Meu objetivo aqui é dar para cada uma dessas duas questões, dois argumentos opostos “a favor” e “contra”. Meu objetivo é dar argumentos “extremamente” convincentes (pelo menos para a maioria das “pessoas razoáveis”), que convenceriam razoavelmente quase qualquer pessoa de sua validade, independentemente de seus lados políticos pessoais.

Meu objetivo, se for bem-sucedido, é colocá-lo na posição em que você não mude de ideia, mas perceba que há mais coisas envolvidas na questão do que você pensou inicialmente. Não importa onde você representa. Obviamente, tentarei me abster de apresentar argumentos que você já ouviu, os “argumentos clássicos”. Iremos mais fundo, espero. Tomaremos “novas perspectivas”.

Meu objetivo obviamente não é convencê-lo a tomar um ou outro lado, mas justamente mostrar que não se pode convencer alguém sobre essas questões usando apenas “argumentos lógicos”. Acredito, espero, que essa percepção possa ajudar a reduzir as tensões na sociedade, se melhor compreendida. Vou, em conclusão, dar uma maneira mais “útil” de tentar “responder” essas perguntas difíceis.

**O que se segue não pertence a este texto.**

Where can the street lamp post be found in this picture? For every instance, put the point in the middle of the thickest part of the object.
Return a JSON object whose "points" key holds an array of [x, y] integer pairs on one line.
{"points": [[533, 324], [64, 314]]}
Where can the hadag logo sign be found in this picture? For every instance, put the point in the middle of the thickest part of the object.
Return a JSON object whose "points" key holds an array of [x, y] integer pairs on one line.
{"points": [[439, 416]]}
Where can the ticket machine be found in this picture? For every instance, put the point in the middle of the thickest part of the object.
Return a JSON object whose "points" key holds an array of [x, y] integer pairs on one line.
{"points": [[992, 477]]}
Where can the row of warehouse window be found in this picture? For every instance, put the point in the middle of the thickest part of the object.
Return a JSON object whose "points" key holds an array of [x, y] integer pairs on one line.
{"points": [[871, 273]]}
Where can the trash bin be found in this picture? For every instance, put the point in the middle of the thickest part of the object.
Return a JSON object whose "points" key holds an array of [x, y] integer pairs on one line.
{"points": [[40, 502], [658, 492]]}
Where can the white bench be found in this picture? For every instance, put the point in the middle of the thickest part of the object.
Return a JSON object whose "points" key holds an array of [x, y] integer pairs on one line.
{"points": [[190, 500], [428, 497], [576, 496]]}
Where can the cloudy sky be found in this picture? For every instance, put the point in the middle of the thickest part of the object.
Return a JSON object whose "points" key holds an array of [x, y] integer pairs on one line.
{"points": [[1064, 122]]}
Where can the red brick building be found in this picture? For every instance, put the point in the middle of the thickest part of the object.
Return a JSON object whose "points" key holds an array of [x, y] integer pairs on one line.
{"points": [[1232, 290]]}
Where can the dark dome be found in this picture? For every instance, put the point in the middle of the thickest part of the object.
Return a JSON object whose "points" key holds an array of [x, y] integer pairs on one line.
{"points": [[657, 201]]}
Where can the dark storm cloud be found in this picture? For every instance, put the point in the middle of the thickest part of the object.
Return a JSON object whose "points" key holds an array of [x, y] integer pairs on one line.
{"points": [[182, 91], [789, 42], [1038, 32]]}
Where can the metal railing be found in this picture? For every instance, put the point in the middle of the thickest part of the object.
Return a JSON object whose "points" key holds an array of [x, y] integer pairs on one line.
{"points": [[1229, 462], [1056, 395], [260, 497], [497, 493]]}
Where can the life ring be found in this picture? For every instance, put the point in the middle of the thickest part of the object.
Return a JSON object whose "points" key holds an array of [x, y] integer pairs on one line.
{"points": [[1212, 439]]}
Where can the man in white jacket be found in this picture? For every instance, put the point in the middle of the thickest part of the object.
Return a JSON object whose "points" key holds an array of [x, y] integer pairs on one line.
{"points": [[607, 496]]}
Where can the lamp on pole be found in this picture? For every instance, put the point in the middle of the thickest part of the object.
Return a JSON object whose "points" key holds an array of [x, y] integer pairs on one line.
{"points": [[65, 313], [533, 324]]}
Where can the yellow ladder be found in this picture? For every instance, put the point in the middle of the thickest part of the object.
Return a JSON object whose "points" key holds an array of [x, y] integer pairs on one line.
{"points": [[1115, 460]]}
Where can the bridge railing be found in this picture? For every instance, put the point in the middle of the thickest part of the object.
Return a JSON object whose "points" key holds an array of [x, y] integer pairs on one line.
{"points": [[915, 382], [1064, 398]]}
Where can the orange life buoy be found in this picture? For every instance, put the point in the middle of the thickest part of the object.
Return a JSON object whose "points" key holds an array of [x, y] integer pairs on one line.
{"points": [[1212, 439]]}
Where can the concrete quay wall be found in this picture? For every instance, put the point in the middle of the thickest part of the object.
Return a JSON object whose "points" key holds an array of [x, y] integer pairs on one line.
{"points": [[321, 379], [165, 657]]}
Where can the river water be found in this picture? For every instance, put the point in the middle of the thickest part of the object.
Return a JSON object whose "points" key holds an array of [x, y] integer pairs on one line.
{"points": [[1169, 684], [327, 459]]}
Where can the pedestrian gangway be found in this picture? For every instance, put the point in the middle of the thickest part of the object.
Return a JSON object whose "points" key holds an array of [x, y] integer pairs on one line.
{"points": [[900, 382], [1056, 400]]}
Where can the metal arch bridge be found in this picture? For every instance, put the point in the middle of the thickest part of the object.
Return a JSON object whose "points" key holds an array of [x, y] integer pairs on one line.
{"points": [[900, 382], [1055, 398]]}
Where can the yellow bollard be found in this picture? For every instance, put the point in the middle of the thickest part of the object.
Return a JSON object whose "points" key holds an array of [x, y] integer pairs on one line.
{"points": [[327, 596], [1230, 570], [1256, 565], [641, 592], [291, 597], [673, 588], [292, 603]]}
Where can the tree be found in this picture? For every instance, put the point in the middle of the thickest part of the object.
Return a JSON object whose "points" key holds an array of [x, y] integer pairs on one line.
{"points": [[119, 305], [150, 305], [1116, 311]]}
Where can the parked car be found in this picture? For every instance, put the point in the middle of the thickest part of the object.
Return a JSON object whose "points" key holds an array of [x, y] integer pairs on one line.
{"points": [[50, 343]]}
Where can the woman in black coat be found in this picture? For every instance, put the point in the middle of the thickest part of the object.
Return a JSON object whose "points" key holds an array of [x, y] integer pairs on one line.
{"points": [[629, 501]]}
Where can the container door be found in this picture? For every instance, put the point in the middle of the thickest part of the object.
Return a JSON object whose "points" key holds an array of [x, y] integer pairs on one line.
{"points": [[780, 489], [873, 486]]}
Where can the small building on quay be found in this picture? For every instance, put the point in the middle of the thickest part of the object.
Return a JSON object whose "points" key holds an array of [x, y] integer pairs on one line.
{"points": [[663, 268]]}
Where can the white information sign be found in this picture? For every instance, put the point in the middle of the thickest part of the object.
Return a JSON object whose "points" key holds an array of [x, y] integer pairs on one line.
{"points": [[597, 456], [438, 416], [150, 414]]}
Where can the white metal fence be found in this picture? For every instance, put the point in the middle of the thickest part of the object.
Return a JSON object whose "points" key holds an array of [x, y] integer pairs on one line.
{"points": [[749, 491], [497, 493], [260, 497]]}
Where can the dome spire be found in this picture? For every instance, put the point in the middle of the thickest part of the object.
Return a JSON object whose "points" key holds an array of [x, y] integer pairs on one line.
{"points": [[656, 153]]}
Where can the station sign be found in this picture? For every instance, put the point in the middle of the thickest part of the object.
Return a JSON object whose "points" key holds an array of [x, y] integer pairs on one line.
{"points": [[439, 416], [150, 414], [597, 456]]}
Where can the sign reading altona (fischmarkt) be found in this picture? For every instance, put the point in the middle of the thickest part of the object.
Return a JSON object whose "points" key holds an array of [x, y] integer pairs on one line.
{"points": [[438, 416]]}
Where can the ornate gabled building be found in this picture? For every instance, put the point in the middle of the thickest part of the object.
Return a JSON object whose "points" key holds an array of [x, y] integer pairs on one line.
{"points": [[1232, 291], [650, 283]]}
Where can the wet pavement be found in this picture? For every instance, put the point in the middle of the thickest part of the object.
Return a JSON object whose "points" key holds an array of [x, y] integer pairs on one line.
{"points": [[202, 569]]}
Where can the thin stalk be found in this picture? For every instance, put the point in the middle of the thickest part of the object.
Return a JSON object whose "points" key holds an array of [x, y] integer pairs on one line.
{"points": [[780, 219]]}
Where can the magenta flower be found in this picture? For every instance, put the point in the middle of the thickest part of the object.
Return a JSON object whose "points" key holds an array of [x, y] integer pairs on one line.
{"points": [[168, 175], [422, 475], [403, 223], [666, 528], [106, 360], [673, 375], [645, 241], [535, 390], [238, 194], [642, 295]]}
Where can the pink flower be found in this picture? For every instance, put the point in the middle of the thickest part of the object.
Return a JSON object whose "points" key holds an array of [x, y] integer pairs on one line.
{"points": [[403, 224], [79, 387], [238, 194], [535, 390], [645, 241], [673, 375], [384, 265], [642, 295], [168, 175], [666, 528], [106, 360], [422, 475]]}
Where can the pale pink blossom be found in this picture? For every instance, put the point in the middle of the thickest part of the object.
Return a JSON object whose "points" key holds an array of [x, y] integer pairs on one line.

Aborto, argumentos contra e a favor.

1-O caso contra o aborto

Há um argumento lógico particularmente convincente contra o aborto. É exemplificado pelas turbulências legais das leis de “homicídio do feto por terceiros”, que surgem assim que as leis do aborto são promulgadas em qualquer país. Este excelente artigo de revisão legal , do respeitado Hastings Constitutional Law Quarterly (artigo escrito pela advogada de defesa californiana Alison Tao), exemplifica o problema.

Para explicar de forma muito simples, para permitir o aborto, as proposições legais gerais são para considerar que um feto não é uma pessoa até certo tempo, geralmente o primeiro trimestre da gravidez, porque ainda não está suficientemente “formado”.

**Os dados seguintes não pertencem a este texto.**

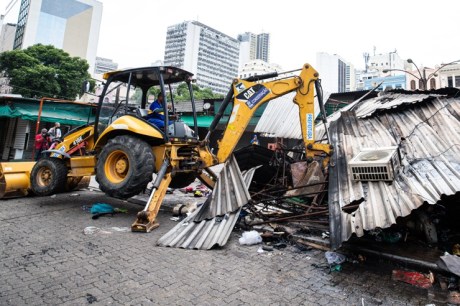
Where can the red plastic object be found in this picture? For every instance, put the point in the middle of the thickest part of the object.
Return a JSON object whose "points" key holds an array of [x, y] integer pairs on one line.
{"points": [[414, 278]]}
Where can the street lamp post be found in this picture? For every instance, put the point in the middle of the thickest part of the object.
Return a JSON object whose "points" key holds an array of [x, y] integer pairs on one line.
{"points": [[422, 78]]}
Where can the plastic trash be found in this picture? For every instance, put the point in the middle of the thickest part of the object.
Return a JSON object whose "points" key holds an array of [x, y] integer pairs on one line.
{"points": [[89, 230], [120, 229], [100, 208], [250, 238], [414, 278], [334, 258]]}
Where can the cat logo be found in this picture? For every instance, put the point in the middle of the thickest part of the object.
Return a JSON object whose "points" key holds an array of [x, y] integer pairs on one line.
{"points": [[240, 87]]}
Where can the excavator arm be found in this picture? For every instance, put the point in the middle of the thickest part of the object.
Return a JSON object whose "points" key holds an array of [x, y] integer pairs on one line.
{"points": [[249, 95]]}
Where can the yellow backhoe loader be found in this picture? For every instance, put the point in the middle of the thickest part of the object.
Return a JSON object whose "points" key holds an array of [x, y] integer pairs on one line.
{"points": [[15, 174], [123, 149]]}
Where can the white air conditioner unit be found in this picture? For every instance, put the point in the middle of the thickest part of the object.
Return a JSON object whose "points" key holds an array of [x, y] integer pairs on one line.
{"points": [[378, 164]]}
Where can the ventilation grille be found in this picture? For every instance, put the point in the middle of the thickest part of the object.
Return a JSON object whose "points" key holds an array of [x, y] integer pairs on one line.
{"points": [[375, 164]]}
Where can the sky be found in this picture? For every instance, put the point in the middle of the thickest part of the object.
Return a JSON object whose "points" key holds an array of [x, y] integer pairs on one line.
{"points": [[133, 33]]}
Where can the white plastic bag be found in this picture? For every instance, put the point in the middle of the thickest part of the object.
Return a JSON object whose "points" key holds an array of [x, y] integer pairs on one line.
{"points": [[250, 238]]}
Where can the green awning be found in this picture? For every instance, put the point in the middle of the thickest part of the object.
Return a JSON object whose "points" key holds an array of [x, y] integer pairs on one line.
{"points": [[63, 112]]}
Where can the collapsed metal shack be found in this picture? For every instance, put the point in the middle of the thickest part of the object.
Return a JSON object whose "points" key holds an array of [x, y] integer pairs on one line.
{"points": [[425, 130], [425, 127]]}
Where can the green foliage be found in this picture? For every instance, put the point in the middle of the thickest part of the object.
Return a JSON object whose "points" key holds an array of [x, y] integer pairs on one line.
{"points": [[44, 71], [182, 93]]}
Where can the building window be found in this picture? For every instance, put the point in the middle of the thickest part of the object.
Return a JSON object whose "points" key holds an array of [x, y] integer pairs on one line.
{"points": [[420, 84], [457, 81]]}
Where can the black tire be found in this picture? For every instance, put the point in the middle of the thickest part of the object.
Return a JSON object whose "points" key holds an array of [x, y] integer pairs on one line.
{"points": [[48, 176], [125, 166]]}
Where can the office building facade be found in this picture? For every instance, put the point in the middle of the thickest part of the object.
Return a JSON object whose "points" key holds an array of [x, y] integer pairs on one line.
{"points": [[254, 47], [209, 54], [104, 65], [333, 72], [71, 25]]}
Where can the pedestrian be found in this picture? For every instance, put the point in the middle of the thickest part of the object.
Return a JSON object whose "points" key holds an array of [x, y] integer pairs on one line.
{"points": [[55, 135], [254, 140], [55, 131], [42, 141]]}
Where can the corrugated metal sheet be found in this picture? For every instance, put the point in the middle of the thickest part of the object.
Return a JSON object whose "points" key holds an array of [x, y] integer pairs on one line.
{"points": [[229, 194], [194, 232], [425, 127], [281, 117]]}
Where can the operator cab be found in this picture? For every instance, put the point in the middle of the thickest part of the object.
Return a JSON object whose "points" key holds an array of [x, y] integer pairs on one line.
{"points": [[126, 92]]}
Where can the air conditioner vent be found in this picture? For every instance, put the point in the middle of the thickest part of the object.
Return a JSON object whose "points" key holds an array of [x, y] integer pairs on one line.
{"points": [[375, 164]]}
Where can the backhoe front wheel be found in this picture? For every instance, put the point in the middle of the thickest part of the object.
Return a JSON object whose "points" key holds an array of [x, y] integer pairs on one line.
{"points": [[48, 176], [125, 166]]}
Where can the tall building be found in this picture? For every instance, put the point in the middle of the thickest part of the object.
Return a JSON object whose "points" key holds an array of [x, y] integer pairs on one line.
{"points": [[71, 25], [209, 54], [263, 47], [333, 72], [7, 31], [254, 47], [104, 65], [257, 67]]}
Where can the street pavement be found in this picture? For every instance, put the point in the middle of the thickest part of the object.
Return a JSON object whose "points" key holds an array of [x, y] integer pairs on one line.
{"points": [[47, 258]]}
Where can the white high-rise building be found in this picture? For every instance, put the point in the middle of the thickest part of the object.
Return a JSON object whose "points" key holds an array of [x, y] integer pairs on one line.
{"points": [[104, 65], [253, 47], [7, 31], [71, 25], [209, 54], [333, 72], [257, 67]]}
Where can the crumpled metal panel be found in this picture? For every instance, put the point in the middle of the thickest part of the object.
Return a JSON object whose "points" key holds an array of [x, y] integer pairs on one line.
{"points": [[194, 232], [202, 235], [427, 131], [229, 193]]}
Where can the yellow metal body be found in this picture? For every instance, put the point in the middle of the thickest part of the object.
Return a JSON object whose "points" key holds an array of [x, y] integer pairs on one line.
{"points": [[145, 221], [15, 179], [196, 156], [249, 96], [128, 125]]}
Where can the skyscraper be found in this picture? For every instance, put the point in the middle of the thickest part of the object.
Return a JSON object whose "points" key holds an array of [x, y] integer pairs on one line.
{"points": [[71, 25], [333, 72], [263, 46], [254, 47], [209, 54]]}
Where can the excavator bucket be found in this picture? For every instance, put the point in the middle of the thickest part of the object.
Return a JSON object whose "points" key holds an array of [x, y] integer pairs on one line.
{"points": [[15, 179]]}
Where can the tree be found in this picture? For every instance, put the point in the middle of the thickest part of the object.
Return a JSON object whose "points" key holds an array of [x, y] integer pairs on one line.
{"points": [[41, 70], [182, 93]]}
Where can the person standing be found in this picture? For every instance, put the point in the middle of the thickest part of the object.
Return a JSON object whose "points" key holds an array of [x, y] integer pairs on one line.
{"points": [[41, 143], [55, 131]]}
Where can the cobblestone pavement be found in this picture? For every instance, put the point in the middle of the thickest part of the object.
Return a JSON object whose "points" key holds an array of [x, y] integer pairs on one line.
{"points": [[46, 258]]}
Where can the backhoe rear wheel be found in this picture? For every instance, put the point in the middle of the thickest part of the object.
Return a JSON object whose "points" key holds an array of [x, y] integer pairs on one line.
{"points": [[125, 166], [48, 176]]}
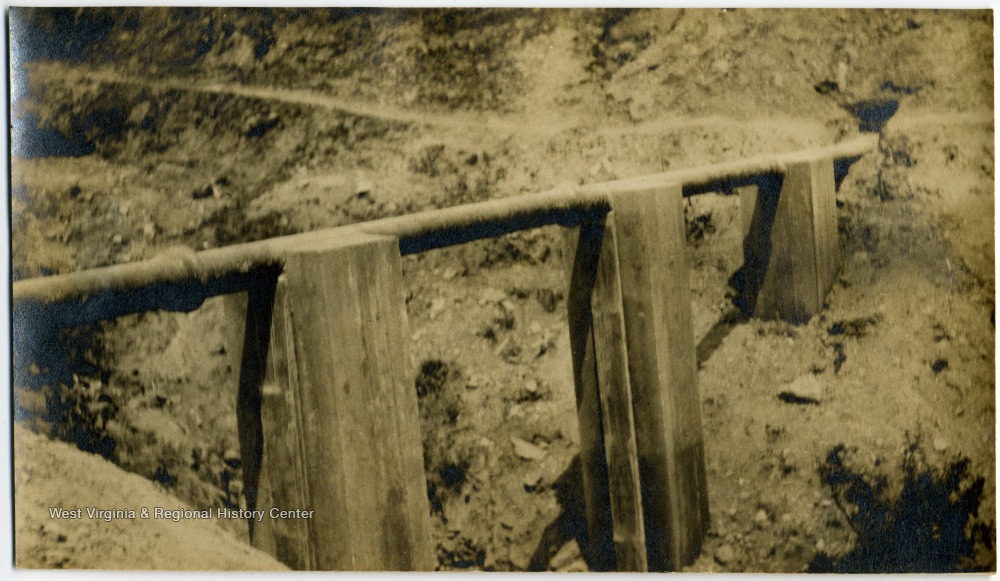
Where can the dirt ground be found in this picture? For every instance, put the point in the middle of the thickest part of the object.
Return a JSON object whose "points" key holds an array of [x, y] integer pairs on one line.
{"points": [[138, 130]]}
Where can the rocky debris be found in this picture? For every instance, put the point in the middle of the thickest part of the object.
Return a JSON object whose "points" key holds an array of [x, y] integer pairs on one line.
{"points": [[804, 389], [724, 554], [202, 193], [526, 450], [531, 479], [258, 125], [232, 458]]}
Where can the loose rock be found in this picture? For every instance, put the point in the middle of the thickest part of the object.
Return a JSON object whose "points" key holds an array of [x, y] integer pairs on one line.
{"points": [[526, 450], [804, 389], [724, 554]]}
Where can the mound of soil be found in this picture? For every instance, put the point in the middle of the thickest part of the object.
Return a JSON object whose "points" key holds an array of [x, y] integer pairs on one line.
{"points": [[138, 130], [50, 474]]}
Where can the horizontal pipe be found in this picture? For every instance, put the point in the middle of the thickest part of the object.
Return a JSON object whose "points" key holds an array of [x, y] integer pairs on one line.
{"points": [[418, 232]]}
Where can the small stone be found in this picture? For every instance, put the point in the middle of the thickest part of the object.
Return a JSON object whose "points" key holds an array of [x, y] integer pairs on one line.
{"points": [[437, 305], [724, 554], [531, 480], [492, 295], [526, 450], [804, 389], [231, 457]]}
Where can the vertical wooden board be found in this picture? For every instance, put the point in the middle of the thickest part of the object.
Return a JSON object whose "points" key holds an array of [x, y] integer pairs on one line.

Não importa se essa proposição é razoável ou não, ela cria uma difícil questão jurídica (e até filosófica), a questão do homicídio do feto por terceiros.

Para explicar com um pouco de contexto: Imagine uma mulher grávida, durante o primeiro semestre de gravidez. Esta mulher e seu marido tiveram grande dificuldade em conceber um filho. Eles finalmente conseguiram graças à ajuda médica, mas os médicos alertam que, se essa tentativa finalmente falhar, eles não têm certeza de que poderão ter sucesso na próxima vez, como pode acontecer em certas gestações difíceis.

Agora imagine que esta mulher é atacada por um estranho na rua, que a empurra no chão, para lhe roubar a bolsa. Durante este ataque, o frágil feto infelizmente morre em choque. A mulher “ela mesma” sofre escoriações leves.

A questão legal é: o agressor deve ser processado sob a definição de “agressão simples” (empurrar ou esbofetear uma pessoa que resulte em hematomas pode ser acusado, geralmente, como agressão simples) ou homicídio involuntário do feto?

Parece uma pergunta simples, mas na verdade não é. Para ser caracterizado como homicídio, a vítima deve ser considerada legalmente uma pessoa. Você não pode legalmente “assassinar” uma cadeira.

Alguns estados simplesmente adicionaram uma circunstância agravante no caso de agressão a mulheres grávidas.

Agredir uma mulher grávida parece uma ação obviamente terrível, então vamos olhar para outros cenários legais mais complicados.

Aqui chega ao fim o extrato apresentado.